Material and methods
The material for this study comprised UK Boxers with ARVC together with selected normal dogs collected from the show section of the breed over the years 2000–2010. Extended pedigree analyses were conducted by BMC using Kennel Club records. Blood samples were taken for STRN testing and for other routine diagnostic testing and surplus blood was stored in EDTA for genomic DNA extraction and used in an ongoing GWAS study (R. M. Hamilton, personal communication).

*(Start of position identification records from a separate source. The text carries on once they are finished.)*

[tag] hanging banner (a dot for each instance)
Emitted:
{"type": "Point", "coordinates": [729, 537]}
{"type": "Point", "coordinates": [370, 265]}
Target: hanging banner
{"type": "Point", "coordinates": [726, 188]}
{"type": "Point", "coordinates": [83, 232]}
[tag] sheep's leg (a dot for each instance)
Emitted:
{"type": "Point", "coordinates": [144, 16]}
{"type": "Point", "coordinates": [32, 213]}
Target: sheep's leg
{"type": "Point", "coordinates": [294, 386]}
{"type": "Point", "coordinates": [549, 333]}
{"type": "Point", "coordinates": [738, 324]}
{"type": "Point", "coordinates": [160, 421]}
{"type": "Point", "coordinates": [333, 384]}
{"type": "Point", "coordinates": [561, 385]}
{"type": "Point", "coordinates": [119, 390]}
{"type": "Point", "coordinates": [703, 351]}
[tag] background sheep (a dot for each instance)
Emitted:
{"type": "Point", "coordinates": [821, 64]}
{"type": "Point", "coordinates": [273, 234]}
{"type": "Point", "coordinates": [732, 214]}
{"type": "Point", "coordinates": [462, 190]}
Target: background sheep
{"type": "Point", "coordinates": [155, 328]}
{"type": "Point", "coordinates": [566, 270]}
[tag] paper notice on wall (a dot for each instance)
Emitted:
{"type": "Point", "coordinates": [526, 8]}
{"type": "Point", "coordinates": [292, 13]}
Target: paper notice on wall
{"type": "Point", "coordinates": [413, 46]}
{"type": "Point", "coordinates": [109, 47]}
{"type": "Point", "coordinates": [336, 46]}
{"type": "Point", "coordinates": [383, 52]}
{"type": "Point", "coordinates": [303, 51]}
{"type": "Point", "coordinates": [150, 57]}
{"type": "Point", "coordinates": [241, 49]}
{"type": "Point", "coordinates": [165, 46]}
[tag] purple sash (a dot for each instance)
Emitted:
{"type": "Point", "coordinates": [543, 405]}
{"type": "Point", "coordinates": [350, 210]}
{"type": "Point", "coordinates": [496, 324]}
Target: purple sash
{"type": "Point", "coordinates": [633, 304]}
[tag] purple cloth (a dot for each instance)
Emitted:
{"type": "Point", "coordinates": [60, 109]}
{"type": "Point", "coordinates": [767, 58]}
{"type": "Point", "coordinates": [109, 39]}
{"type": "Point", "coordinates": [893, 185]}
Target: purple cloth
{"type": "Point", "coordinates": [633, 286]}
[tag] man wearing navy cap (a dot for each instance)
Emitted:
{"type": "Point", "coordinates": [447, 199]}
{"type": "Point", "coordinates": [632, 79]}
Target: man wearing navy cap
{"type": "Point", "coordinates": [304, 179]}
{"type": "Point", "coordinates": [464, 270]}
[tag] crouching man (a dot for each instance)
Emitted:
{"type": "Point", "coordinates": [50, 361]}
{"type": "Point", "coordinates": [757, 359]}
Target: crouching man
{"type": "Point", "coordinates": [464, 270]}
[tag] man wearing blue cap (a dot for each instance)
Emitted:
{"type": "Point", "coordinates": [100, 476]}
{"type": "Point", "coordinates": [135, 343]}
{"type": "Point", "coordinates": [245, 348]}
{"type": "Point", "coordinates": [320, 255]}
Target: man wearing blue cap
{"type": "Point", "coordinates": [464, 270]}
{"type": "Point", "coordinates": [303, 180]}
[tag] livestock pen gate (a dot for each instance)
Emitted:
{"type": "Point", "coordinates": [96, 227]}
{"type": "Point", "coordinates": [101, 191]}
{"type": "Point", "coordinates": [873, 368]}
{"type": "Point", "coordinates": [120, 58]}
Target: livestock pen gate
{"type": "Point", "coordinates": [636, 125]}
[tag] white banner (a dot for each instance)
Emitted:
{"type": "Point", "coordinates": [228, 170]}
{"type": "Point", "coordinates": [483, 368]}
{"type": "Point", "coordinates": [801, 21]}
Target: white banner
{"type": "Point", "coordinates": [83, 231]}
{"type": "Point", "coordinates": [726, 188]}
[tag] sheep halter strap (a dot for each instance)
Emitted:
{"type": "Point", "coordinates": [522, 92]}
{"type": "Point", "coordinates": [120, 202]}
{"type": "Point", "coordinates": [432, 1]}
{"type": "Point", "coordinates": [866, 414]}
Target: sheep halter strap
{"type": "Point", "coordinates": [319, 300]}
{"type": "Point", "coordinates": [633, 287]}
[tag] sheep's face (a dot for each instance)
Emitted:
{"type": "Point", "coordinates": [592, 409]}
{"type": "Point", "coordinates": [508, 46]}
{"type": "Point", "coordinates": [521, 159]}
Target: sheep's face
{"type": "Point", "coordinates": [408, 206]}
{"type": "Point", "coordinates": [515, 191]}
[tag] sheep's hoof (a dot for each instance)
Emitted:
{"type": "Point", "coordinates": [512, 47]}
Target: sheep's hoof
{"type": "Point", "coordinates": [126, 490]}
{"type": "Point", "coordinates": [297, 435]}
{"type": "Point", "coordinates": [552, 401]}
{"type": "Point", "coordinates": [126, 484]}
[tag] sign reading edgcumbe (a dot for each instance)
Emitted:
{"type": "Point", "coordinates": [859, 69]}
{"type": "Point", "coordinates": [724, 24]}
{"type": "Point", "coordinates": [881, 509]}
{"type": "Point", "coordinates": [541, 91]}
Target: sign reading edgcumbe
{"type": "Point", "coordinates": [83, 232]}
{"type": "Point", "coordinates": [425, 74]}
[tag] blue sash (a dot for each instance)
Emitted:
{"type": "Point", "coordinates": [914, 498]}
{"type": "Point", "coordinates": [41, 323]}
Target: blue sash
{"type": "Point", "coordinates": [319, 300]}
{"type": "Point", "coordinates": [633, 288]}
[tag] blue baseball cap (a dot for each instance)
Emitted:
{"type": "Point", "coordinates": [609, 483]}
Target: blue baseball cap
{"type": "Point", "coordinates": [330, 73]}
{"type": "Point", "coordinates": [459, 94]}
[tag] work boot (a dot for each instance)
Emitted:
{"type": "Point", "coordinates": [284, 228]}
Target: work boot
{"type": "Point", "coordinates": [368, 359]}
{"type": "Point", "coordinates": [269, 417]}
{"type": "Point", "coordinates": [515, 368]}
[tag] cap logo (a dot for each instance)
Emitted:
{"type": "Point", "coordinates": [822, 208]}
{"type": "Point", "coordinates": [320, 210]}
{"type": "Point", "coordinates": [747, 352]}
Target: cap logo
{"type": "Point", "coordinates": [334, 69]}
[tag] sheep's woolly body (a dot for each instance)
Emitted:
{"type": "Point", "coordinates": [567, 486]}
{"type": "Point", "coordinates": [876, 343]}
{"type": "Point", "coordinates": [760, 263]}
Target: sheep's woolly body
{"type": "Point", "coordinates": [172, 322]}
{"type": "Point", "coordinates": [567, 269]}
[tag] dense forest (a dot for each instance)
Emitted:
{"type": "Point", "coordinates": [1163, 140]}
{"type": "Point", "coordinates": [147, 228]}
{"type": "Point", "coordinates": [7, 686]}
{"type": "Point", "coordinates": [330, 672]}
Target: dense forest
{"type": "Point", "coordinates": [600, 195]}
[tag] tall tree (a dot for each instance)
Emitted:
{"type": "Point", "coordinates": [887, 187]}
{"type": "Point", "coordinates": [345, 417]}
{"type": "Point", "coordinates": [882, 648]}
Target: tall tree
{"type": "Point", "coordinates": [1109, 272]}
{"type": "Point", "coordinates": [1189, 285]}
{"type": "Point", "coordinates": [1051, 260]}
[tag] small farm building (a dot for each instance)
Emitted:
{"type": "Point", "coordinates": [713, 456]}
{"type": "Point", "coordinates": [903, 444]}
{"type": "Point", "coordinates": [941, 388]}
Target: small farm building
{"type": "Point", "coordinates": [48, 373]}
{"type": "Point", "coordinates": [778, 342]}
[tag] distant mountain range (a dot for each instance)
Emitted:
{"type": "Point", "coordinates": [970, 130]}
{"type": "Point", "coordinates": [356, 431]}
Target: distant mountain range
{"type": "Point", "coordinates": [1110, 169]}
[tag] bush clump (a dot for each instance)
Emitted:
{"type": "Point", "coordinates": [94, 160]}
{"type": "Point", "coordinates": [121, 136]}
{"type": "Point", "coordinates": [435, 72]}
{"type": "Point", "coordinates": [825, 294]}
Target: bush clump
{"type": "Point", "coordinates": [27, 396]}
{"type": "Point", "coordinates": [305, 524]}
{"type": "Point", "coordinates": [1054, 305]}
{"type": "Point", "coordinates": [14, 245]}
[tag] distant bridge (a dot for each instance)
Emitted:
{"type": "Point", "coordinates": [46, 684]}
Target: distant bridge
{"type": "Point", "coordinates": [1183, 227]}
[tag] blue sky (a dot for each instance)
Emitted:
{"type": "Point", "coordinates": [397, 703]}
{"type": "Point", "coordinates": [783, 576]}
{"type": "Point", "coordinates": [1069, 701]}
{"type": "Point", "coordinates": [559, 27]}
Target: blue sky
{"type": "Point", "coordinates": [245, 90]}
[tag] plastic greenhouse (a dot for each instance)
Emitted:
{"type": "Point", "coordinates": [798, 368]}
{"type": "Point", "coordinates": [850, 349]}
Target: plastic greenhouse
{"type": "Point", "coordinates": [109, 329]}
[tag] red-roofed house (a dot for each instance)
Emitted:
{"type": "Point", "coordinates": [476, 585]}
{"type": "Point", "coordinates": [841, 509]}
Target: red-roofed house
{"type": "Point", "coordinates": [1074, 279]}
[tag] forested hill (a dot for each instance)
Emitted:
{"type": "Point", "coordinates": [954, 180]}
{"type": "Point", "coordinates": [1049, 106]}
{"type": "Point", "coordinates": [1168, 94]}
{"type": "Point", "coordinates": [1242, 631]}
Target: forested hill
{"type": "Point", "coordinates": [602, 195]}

The dogs investigated derived from two sources. ARVC diagnoses in one group (BMC) were provided by practising veterinary surgeons’ or veterinary cardiologists’ reports, with diagnoses (made as below) verified by review of clinical records by PRW. The other group, referred directly to Glasgow (PRW) and Liverpool (JD-M and HMS) Veterinary Schools, were clinically diagnosed based on echocardiography, 24 h ambulatory electrocardiography (Holter) data (24AECG) according to the criteria specified by Meurs (2004), and exclusion of other causes of arrhythmia. They were then assigned to one of the three Harpster categories of severity (Harpster 1983, 1991).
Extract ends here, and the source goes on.